The centennial activities in 2001 celebrated one of the great events in the city’s history. UB offered a series of lectures and a two-day recreation of activities from the original Pan-Am midway.
To illustrate the cultural and historical underpinnings of the exhibition, the University Libraries presented “Illuminations: Revisiting Buffalo’s Pan-American Exposition, a series of collaborative, on-site and online exhibitions produced by eight UB libraries and Special Collections.
Another exhibit, “Tangible Memories: Souvenirs of Buffalo’s Pan-American Exposition,” the largest ever public exhibit of Pan-Am memorabilia, was mounted in the UB Gallery at the Center for the Arts.
The University Archives has extensive holdings related to the Pan-American Exhibition and to the centennial celebration. These include several videos produced in 2001 about the role of women in the exposition, and collections of images and text that were used in the UB exhibits during the centennial year. Stockton’s scrapbook containing contemporary clippings, medical reports and other items documenting the medical and general history of the McKinley assassination also can be found in the University Archives.

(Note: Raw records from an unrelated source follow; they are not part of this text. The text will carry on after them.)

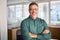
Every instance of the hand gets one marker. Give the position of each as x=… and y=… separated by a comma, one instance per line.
x=32, y=35
x=45, y=32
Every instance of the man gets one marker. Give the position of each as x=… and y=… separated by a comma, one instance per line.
x=34, y=28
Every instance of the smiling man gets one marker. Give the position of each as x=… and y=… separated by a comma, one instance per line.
x=34, y=28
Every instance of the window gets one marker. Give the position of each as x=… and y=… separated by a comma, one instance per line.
x=55, y=13
x=19, y=12
x=44, y=11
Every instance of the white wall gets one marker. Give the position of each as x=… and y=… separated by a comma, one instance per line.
x=3, y=19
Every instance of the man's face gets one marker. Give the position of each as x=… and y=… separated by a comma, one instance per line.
x=33, y=11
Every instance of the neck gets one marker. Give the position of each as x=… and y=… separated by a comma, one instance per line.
x=34, y=17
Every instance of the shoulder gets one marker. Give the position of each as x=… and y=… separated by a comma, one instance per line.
x=25, y=20
x=41, y=20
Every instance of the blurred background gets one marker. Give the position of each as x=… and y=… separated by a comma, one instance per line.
x=12, y=12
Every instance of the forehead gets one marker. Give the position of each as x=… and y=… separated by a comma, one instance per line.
x=33, y=6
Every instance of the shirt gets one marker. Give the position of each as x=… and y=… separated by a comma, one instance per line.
x=36, y=26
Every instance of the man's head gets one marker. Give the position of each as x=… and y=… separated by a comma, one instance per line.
x=33, y=10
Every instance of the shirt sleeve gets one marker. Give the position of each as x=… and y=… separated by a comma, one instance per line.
x=44, y=36
x=25, y=31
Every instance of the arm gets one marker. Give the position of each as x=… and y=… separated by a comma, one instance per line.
x=47, y=34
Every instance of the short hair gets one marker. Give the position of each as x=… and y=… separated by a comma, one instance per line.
x=33, y=3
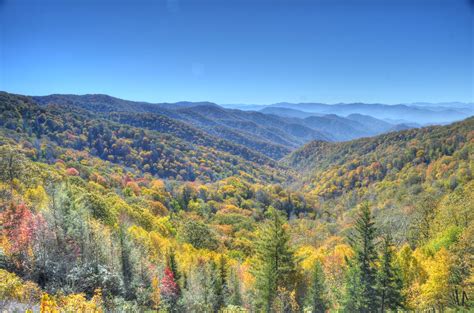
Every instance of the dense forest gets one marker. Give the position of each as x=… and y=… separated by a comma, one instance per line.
x=107, y=210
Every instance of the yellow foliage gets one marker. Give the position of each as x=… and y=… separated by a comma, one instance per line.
x=12, y=288
x=36, y=197
x=434, y=291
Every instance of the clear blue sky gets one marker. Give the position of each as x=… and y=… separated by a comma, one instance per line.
x=231, y=51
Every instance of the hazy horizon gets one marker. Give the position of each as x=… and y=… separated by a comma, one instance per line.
x=257, y=52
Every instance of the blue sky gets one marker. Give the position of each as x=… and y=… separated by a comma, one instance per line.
x=231, y=51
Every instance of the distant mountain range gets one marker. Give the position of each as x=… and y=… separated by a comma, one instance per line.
x=274, y=130
x=410, y=114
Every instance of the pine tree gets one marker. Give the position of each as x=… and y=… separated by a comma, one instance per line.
x=315, y=298
x=173, y=266
x=275, y=264
x=361, y=294
x=389, y=282
x=169, y=290
x=220, y=287
x=234, y=294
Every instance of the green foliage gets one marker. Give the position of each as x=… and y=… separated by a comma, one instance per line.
x=316, y=294
x=197, y=234
x=275, y=264
x=159, y=215
x=361, y=294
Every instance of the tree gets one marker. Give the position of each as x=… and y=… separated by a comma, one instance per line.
x=275, y=264
x=389, y=282
x=220, y=283
x=173, y=265
x=316, y=295
x=169, y=290
x=361, y=295
x=13, y=165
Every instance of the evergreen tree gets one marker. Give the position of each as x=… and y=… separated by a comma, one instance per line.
x=220, y=283
x=169, y=291
x=275, y=264
x=389, y=282
x=361, y=293
x=234, y=294
x=315, y=298
x=173, y=266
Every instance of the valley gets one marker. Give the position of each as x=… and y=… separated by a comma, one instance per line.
x=123, y=206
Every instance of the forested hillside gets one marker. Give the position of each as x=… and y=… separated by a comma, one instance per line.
x=111, y=210
x=274, y=135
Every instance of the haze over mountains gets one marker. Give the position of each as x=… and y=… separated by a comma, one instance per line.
x=199, y=180
x=274, y=130
x=416, y=113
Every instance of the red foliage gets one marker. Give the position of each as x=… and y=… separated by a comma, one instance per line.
x=72, y=172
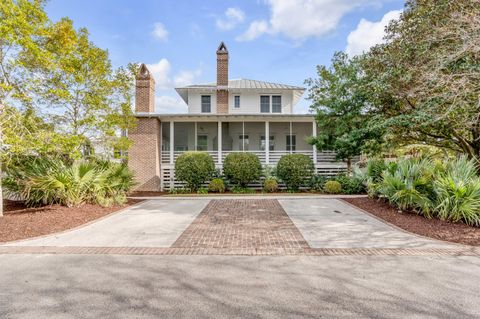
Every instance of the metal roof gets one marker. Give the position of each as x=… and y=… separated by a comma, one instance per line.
x=247, y=84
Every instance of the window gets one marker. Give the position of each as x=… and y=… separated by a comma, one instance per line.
x=237, y=101
x=271, y=145
x=265, y=104
x=291, y=143
x=202, y=143
x=243, y=139
x=206, y=103
x=276, y=104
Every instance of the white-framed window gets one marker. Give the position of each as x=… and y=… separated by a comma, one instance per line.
x=243, y=142
x=274, y=107
x=236, y=101
x=264, y=103
x=202, y=142
x=271, y=143
x=276, y=104
x=291, y=142
x=206, y=103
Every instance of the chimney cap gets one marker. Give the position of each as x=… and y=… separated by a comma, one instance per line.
x=143, y=72
x=222, y=48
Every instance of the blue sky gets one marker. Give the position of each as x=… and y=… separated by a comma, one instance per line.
x=271, y=40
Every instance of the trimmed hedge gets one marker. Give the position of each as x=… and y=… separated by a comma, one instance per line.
x=194, y=168
x=295, y=170
x=242, y=168
x=270, y=185
x=216, y=186
x=332, y=187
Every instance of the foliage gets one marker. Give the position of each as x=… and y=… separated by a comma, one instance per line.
x=341, y=106
x=242, y=190
x=316, y=183
x=270, y=185
x=423, y=82
x=44, y=181
x=194, y=168
x=216, y=186
x=350, y=185
x=242, y=168
x=332, y=187
x=410, y=186
x=295, y=170
x=458, y=192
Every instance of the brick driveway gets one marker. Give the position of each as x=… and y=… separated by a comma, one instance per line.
x=258, y=224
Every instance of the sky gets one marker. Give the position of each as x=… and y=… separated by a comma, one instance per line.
x=279, y=41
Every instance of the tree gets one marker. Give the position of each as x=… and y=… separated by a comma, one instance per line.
x=424, y=83
x=342, y=105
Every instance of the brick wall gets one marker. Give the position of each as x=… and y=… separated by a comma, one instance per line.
x=222, y=79
x=144, y=155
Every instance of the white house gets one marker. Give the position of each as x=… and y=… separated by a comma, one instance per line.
x=223, y=117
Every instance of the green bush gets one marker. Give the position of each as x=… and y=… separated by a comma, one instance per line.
x=194, y=168
x=216, y=186
x=316, y=183
x=295, y=170
x=270, y=185
x=242, y=168
x=46, y=182
x=350, y=185
x=457, y=192
x=410, y=186
x=332, y=187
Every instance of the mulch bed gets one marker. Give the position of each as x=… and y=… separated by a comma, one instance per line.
x=20, y=222
x=409, y=221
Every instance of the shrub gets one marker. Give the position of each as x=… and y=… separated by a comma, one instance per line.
x=350, y=185
x=332, y=187
x=216, y=186
x=194, y=168
x=317, y=182
x=457, y=192
x=270, y=185
x=295, y=170
x=55, y=182
x=242, y=168
x=410, y=185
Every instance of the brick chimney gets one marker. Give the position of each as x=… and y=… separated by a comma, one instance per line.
x=144, y=91
x=222, y=79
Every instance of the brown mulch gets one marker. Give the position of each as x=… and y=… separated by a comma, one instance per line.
x=20, y=222
x=409, y=221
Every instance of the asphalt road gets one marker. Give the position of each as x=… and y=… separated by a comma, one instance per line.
x=109, y=286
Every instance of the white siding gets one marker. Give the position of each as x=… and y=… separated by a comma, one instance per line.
x=249, y=101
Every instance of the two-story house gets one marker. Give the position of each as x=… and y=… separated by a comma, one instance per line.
x=224, y=116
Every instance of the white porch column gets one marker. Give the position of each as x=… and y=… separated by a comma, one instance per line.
x=267, y=143
x=219, y=142
x=291, y=144
x=314, y=133
x=171, y=141
x=196, y=135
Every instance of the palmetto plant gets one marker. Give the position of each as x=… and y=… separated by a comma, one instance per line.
x=409, y=186
x=55, y=182
x=457, y=192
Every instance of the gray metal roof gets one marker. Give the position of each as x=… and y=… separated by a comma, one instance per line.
x=247, y=84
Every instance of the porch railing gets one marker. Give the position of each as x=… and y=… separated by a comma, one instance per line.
x=323, y=157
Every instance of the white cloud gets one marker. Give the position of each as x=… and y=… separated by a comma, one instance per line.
x=368, y=34
x=161, y=74
x=255, y=29
x=232, y=17
x=170, y=104
x=159, y=31
x=300, y=19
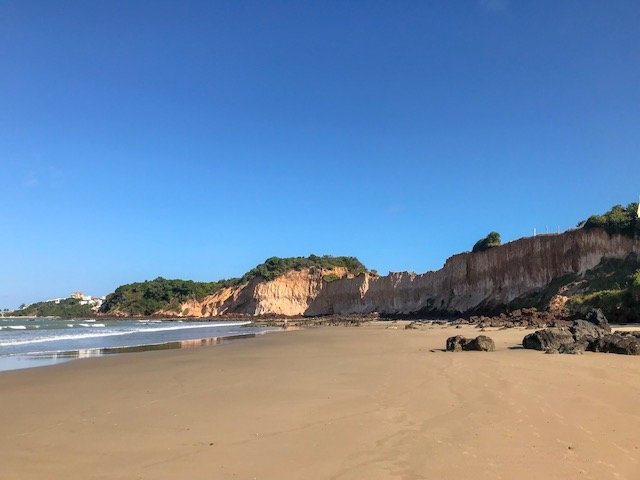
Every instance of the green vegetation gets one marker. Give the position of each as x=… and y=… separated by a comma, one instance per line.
x=613, y=285
x=620, y=220
x=276, y=266
x=491, y=240
x=67, y=308
x=331, y=277
x=149, y=297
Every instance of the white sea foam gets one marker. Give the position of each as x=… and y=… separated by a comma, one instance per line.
x=112, y=333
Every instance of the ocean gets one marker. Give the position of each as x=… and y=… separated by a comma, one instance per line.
x=30, y=342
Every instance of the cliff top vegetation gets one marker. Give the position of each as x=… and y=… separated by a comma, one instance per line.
x=160, y=294
x=618, y=220
x=491, y=240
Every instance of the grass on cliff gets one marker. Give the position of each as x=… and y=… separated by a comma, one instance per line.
x=619, y=220
x=152, y=296
x=613, y=285
x=275, y=266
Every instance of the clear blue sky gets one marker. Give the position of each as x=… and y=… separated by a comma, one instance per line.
x=195, y=139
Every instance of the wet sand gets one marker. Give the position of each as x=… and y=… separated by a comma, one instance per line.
x=327, y=403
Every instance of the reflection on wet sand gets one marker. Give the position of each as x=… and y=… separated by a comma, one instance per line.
x=96, y=352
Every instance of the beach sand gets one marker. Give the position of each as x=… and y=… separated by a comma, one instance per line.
x=327, y=403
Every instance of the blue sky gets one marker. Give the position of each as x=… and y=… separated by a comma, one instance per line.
x=195, y=139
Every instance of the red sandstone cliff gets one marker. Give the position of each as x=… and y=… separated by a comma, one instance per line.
x=467, y=281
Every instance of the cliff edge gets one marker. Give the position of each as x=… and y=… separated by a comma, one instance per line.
x=469, y=281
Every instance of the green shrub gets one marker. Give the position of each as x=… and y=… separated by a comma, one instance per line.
x=490, y=241
x=618, y=220
x=331, y=277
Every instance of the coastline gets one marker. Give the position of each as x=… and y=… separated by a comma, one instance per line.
x=379, y=401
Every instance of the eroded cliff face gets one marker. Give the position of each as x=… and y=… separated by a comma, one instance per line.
x=467, y=281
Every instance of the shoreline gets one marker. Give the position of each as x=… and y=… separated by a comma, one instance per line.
x=379, y=401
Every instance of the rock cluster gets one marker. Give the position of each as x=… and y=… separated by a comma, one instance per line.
x=591, y=334
x=481, y=343
x=525, y=317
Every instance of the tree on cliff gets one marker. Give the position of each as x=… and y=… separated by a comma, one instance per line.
x=618, y=220
x=491, y=240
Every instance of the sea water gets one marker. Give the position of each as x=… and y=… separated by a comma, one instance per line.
x=28, y=342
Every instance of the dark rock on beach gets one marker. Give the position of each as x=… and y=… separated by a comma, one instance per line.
x=598, y=318
x=481, y=343
x=454, y=344
x=592, y=334
x=616, y=343
x=548, y=339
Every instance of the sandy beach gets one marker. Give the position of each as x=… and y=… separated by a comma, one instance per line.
x=327, y=403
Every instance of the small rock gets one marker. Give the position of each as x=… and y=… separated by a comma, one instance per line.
x=549, y=338
x=454, y=344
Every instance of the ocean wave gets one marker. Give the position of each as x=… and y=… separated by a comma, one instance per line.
x=112, y=333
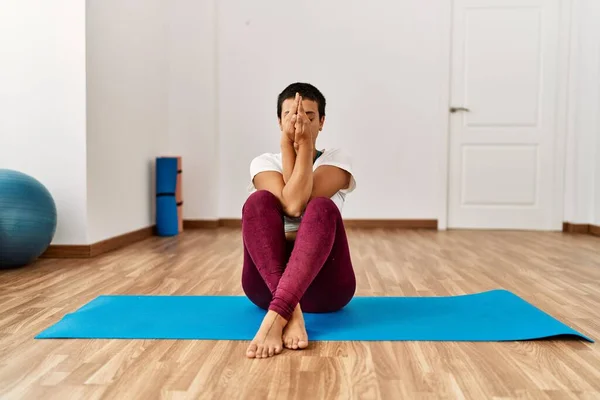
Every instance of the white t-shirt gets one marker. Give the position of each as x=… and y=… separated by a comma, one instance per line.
x=273, y=162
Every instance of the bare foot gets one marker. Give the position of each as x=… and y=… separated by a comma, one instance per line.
x=267, y=341
x=294, y=334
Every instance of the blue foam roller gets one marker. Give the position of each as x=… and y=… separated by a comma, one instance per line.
x=167, y=222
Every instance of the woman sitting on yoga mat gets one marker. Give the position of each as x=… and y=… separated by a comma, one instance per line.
x=296, y=255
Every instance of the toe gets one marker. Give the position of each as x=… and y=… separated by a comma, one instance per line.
x=251, y=351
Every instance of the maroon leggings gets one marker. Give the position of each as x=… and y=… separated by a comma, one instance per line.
x=315, y=271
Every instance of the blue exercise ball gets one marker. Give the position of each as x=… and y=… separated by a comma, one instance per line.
x=27, y=219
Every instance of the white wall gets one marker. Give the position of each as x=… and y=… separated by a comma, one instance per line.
x=192, y=103
x=596, y=220
x=582, y=186
x=42, y=103
x=127, y=101
x=383, y=68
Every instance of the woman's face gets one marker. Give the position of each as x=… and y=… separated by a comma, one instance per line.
x=311, y=108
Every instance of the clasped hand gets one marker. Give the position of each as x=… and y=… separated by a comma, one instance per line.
x=296, y=125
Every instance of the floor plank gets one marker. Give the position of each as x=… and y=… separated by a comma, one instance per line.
x=559, y=273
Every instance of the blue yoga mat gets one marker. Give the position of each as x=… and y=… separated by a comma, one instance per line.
x=490, y=316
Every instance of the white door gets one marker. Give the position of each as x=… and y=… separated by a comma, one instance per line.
x=502, y=148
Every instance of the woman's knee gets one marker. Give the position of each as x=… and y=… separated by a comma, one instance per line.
x=260, y=201
x=322, y=206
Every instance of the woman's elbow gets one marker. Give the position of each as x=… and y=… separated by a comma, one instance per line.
x=293, y=210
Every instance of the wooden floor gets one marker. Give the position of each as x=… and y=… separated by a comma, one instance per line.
x=558, y=273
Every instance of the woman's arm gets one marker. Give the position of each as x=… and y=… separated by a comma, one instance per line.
x=294, y=192
x=288, y=156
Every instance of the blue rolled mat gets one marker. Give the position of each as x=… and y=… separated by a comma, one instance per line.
x=496, y=315
x=167, y=222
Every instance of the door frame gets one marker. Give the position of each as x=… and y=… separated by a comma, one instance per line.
x=564, y=114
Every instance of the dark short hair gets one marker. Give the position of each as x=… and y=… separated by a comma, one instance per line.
x=307, y=91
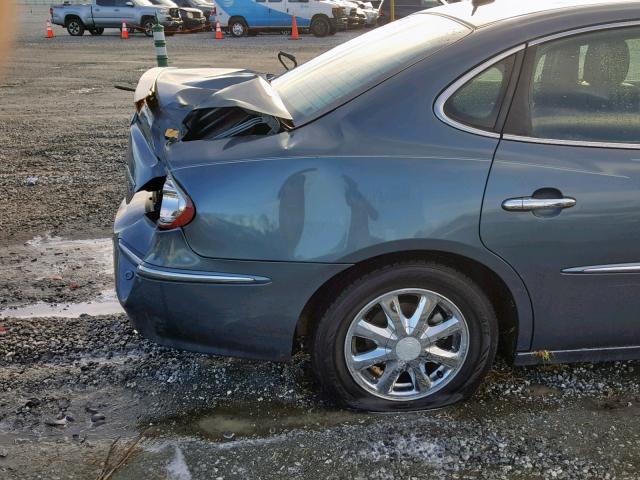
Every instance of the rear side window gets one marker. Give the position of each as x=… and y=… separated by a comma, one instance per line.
x=581, y=88
x=477, y=103
x=349, y=69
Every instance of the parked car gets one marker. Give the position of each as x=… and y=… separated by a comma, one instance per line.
x=476, y=185
x=193, y=20
x=404, y=8
x=100, y=14
x=244, y=17
x=205, y=6
x=370, y=12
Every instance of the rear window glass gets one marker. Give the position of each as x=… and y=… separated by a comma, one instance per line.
x=349, y=69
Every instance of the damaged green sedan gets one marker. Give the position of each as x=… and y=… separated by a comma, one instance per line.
x=401, y=205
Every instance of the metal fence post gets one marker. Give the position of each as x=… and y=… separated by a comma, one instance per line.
x=161, y=44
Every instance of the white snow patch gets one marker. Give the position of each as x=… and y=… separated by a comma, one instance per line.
x=402, y=447
x=105, y=304
x=178, y=468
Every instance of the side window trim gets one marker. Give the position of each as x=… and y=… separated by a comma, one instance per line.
x=440, y=102
x=575, y=143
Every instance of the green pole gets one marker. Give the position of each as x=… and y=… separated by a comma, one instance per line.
x=161, y=44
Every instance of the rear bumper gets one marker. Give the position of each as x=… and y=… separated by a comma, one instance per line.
x=339, y=23
x=226, y=307
x=194, y=24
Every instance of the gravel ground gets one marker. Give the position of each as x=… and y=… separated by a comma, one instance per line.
x=87, y=395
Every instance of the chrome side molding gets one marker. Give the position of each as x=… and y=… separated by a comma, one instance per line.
x=613, y=268
x=193, y=276
x=579, y=355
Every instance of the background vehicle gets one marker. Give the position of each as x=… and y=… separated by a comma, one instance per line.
x=193, y=19
x=404, y=8
x=205, y=6
x=370, y=12
x=498, y=206
x=101, y=14
x=242, y=17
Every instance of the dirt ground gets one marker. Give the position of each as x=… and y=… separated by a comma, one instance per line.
x=82, y=395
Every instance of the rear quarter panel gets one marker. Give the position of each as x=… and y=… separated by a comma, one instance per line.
x=379, y=175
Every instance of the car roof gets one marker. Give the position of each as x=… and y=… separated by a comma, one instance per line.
x=500, y=10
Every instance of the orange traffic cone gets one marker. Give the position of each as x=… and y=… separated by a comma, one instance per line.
x=294, y=29
x=49, y=29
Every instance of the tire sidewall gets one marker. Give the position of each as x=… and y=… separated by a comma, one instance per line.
x=476, y=309
x=240, y=23
x=80, y=27
x=325, y=27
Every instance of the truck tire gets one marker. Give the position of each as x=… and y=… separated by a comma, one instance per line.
x=75, y=27
x=320, y=27
x=238, y=27
x=147, y=26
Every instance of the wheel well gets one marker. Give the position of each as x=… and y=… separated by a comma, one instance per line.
x=492, y=285
x=68, y=18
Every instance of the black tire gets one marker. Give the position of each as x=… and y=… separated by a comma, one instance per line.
x=320, y=27
x=75, y=27
x=328, y=357
x=238, y=27
x=147, y=26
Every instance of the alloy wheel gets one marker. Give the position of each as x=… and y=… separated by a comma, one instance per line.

The University Archives’ most significant resource on the exhibition is the Kerry S. Grant Pan-American Exposition Collection. This extensive collection of printed memorabilia and objects was assembled by UB faculty member Kerry S. Grant while he was writing “The Rainbow City: Celebrating Light, Color and Architecture at the Pan-American Exposition, Buffalo, 1901.” The collection includes original guidebooks, view books, exposition maps, postcards, magazines and newspapers. It also features exposition stock certificates, daily programs, exposition pins and buttons, and an original copy of the iconic poster for the exhibition reproduced above.
Grant, professor of music and a former dean of the College of Arts and Sciences, presented the collection to the University Archives in 2004 because he wanted it to be an “expression of the university’s association and engagement with the city of Buffalo.”